5. The Armed - Ultrapop

As frontman Adam Vallely told us in our exploratory profile, the Armed's methodology for their bombastic fourth album was simple: Every single element of our culture has been turned into "pop," so why not draw from everything — hardcore, industrial, alt-rock, bubblegum pop, death metal, electrogrind, post-modern art theory and more. From the rousing "ya-ya-ya" punk chants of "All Futures" and nail-scraping guitar solo on "An Iteration," to the floor-pounding churn of "Big Shell" and the ominous Mark Lanegan guest appearance that closes out the whole show, Ultrapop's holistic approach is brazenly overwhelming but also strangely cathartic.

4. Dying Wish - Fragments of a Bitter Memory

At this point in the game, metalcore has a lot of history behind it, and Dying Wish are reassuring proof that taking influence from the past doesn't have to sound like carbon copy regurgitation. The Portland band's ferocious debut, Fragments of a Bitter Memory, is a graduate of Y2k metalcore — the melodeath riffage of Killswitch Engage, the pained hooks of Poison the Well, the ornate breakdowns of Bleeding Through and the hardcore energy that those bands and their many peers were directly channeling. That said, Emma Boster's bladed screams and vengeful lyrics are wholly her own, and the rest of Dying Wish are simply an air-tight band who make banger metallic hardcore that's as hard-hitting as it is listenable.

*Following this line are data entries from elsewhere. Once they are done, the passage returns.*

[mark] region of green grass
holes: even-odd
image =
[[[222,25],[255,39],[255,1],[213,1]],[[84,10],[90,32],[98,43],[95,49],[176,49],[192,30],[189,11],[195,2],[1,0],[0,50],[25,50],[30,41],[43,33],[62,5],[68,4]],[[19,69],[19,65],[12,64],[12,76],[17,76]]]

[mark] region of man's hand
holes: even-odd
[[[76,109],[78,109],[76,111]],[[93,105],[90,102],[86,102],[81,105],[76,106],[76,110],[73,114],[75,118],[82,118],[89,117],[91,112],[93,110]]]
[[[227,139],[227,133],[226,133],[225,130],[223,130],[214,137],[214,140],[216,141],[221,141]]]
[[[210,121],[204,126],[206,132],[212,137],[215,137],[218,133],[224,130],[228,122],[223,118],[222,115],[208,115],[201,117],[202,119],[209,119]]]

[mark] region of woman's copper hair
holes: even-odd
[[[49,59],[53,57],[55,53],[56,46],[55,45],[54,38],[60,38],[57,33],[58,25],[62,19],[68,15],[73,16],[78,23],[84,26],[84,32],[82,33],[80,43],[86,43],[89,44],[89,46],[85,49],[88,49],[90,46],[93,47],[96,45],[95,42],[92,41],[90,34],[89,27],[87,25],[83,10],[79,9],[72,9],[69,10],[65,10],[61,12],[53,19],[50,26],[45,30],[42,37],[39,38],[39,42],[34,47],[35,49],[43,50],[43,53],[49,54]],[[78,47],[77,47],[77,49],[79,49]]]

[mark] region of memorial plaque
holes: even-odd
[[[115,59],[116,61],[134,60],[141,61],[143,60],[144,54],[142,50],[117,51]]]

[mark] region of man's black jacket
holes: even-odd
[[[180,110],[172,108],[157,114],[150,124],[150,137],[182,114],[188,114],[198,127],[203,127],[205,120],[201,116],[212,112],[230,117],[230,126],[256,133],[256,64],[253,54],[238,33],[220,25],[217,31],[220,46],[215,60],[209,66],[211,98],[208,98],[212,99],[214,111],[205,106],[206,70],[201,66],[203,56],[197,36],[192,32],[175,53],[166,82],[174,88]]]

3. Knocked Loose - A Tear in the Fabric of Life

Knocked Loose arrived on the other side of lockdown opening for Gojira and playing major rock festivals, so it wouldn't have been surprising if their new music was situated for a wider audience. Instead, they did the opposite. The Kentucky bruisers' A Tear in the Fabric of Life is a concept EP (and animated film) about grief that features their heaviest, most traditionally inaccessible material to date. Songs such as "God Knows" and "Permanent" move up into the death-metal weight class, while cuts like "Forced to Stay" and "Where Light Divides the Holler" have enough decimating breakdowns to convince any OG fan that Knocked Loose aren't interested in ceding the mosh champ title to anyone else anytime soon.

2. Every Time I Die - Radical

Part of hardcore's nature is that bands typically peak within their first decade, but Every Time I Die are intent on defying their genre's trends. Radical, the Buffalo band's ninth album and first since their also-fantastic 2016 LP, Low Teens, ranks among their greatest achievements. Channeling personal turmoil and political outrage, Keith Buckley delivers his sharpest lyrics yet, and his bandmates have never sounded tighter. The entire group's blood is hotter than ever on heavy standouts like "A Colossal Wreck" and "Planet Shit," while lighter moments such as the Mastodon-ish "White Void" and the tender "Thing With Feathers," an affecting duet with Manchester Orchestra's Andy Hull, suggest that they're one of the only 'core bands in existence with a killer rock & roll album in their future.

1. Turnstile - Glow On

With their third LP, Baltimore's Turnstile have done more than just stretch beyond hardcore. Instead, it feels like they've picked up the once-rigidly-barricaded genre and are taking it with them wherever their curious ears may travel. That could be a soulful ballad with R&B innovator Blood Orange ("Alien Love Call"), fistfuls of percolating analog synths, giddy grunge chords ("Mystery"), hymnal funk caroling ("Wild Wrld") or a sticky hook at the heart of every ass-shaking track that's delivered with the ballistic joy of a kid who just landed their first stage-dive. Whether heavy music is only an occasional treat within your musical diet or all you have is two-stepping on your one-track-mind, Glow On has something for you. Turnstile are for everybody.